Soglia di preclusione degli atti di accertamento in caso di concordato preventivo

25 Maggio 2020

Matteo Mancini

Cassazione Civile, Sez. V, 9 aprile 2020, n. 7765 – Pres. Napolitano, Rel. Giudicepietro

Di cosa si parla in questo articolo

Con la pronuncia in oggetto, la Corte di Cassazione è recentemente intervenuta fornendo chiarimenti circa la corretta interpretazione da attribuire all’art. 33 del Decreto-Legge 30 settembre 2003, n. 269 contenente la disciplina del c.d. “concordato preventivo biennale”, ed in particolare, con riguardo al comma 8-bis, il quale prevede, che, a fronte dell’adesione all’istituto concordatario, siano “preclusi gli atti di accertamento qualora il maggior reddito accertabile sia inferiore o pari al 50 per cento di quello dichiarato”.

La Suprema Corte ha infatti chiarito che per “maggior reddito accertabile” debba intendersi esclusivamente quello che l’Amministrazione finanziaria possa accertare sulla base della concreta situazione fattuale e, dunque, nell’esercizio dei poteri ad essa non preclusi dall’ottavo comma del medesimo art. 33, poteri esercitabili, quindi, fuori dalle fattispecie di cui all’art. 39, primo comma, lett. d), secondo periodo e secondo comma, lett. a), d) e d-bis) del D.P.R. 29 settembre 1973, n. 600 nonché di cui agli artt. 54, secondo comma, secondo periodo e 55, secondo comma, n. 3, del D.P.R. 26 ottobre 1972, n. 633.

Richiamando brevemente i fatti di causa, un contribuente veniva raggiunto da un provvedimento accertativo con il quale l’Amministrazione finanziaria recuperava a tassazione maggiori imponibili rilevanti, per quanto d’interesse, ai fini dell’Imposta sul Reddito delle Persone Fisiche.

Risultato soccombente nel giudizio di appello, dopo un primo grado favorevole, il contribuente proponeva ricorso in Cassazione avverso la pronuncia della competente C.T.R., lamentando, tra i vari motivi di ricorso, la violazione e falsa applicazione del citato art. 33 per non avere la corte territoriale ponderato l’avvenuta adesione del concordato biennale per il periodo di imposta considerato, con i conseguenti effetti premiali limitativi del potere di accertamento dell’Amministrazione finanziaria, nel caso di specie ritenuto indebitamente esercitato.

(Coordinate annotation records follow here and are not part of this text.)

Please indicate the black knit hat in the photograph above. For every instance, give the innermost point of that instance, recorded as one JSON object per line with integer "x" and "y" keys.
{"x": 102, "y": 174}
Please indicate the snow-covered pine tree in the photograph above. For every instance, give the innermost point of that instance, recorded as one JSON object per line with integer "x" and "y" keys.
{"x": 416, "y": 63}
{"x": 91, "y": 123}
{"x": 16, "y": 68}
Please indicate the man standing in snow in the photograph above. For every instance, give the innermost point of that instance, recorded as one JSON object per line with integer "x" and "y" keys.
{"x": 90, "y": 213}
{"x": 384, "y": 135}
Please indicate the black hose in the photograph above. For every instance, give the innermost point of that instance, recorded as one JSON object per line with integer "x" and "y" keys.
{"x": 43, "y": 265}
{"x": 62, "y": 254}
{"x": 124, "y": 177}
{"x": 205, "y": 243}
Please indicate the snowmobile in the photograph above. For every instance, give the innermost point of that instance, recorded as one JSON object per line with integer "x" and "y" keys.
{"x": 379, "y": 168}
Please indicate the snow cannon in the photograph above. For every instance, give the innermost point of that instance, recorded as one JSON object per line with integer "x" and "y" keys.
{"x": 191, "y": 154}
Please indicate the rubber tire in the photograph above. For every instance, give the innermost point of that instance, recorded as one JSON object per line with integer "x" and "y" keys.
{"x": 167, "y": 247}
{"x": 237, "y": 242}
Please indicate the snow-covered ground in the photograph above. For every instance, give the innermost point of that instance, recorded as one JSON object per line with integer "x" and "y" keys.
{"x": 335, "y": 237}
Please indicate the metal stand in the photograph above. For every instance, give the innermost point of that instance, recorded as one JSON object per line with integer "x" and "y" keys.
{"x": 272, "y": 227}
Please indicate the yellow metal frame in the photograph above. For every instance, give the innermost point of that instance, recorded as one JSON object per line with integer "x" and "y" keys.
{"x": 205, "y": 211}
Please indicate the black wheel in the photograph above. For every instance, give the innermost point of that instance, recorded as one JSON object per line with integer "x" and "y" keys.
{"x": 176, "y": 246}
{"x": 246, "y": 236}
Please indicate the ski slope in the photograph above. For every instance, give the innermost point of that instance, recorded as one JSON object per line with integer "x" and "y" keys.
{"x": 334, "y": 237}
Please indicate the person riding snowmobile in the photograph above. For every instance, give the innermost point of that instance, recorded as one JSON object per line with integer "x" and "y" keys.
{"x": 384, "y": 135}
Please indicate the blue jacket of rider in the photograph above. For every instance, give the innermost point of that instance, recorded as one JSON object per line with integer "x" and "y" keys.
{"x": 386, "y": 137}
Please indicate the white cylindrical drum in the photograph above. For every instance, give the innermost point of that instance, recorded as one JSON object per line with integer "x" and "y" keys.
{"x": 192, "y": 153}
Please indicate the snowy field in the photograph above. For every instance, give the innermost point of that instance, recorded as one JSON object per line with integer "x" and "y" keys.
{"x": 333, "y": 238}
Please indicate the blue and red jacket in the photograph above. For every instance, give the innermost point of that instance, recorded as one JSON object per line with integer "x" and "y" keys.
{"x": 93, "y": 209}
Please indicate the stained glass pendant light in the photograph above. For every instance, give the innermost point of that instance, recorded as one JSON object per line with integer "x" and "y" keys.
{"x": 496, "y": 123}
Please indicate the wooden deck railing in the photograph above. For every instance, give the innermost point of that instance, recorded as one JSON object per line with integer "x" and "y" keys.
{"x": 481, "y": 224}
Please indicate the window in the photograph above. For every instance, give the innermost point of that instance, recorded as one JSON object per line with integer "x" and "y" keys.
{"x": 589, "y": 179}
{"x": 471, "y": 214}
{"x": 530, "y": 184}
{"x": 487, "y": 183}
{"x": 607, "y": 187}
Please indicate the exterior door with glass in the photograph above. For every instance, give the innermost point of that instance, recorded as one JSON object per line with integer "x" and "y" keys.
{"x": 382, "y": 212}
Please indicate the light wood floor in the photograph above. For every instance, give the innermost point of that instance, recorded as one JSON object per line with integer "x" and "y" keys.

La questione nodale da sciogliersi involgeva il rapporto intercorrente, all’interno dello stesso art. 33, tra il comma 8 ed il comma 8-bis, non essendo in quest’ultimo specificato se per “maggior reddito accertabile” dovesse intendersi quello che all’Amministrazione finanziaria appaia accertabile sulla base dei pieni poteri ad essa attribuiti ovvero quello che la predetta amministrazione possa accertare sulla base dei soli poteri ad essa non inibiti dal menzionato ottavo comma.

A tal riguardo, la Suprema Corte, in accoglimento delle doglianze del contribuente, ha specificato che, stante il rapporto di complementarietà (e non già di specialità) sussistente tra le predette norme, l’adesione da parte del contribuente al concordato preventivo biennale produce nei confronti dell’Amministrazione finanziaria in primo luogo l’applicazione delle limitazioni dei poteri di accertamento fissate dall’ottavo comma del menzionato art. 33, ed, in secondo luogo, ove l’Ufficio, esercitando i soli poteri di accertamento ad esso concessi, riscontri un maggior imponibile non superiore alla soglia individuata dal successivo comma 8-bis, la preclusione assoluta all’esercizio del potere di accertamento (in tal senso si era già espressa la Suprema Corte con ordinanza n. 13885 del 31 maggio 2018).

Il collegio, nel cassare la pronuncia impugnata, rinvia pertanto il giudizio alla C.T.R. in diversa composizione, affinché verifichi la ricorrenza dei presupposti per il perfezionamento del concordato e, conseguentemente, la residua legittimazione all’esercizio dei poteri d’accertamento dell’Ufficio impositore competente.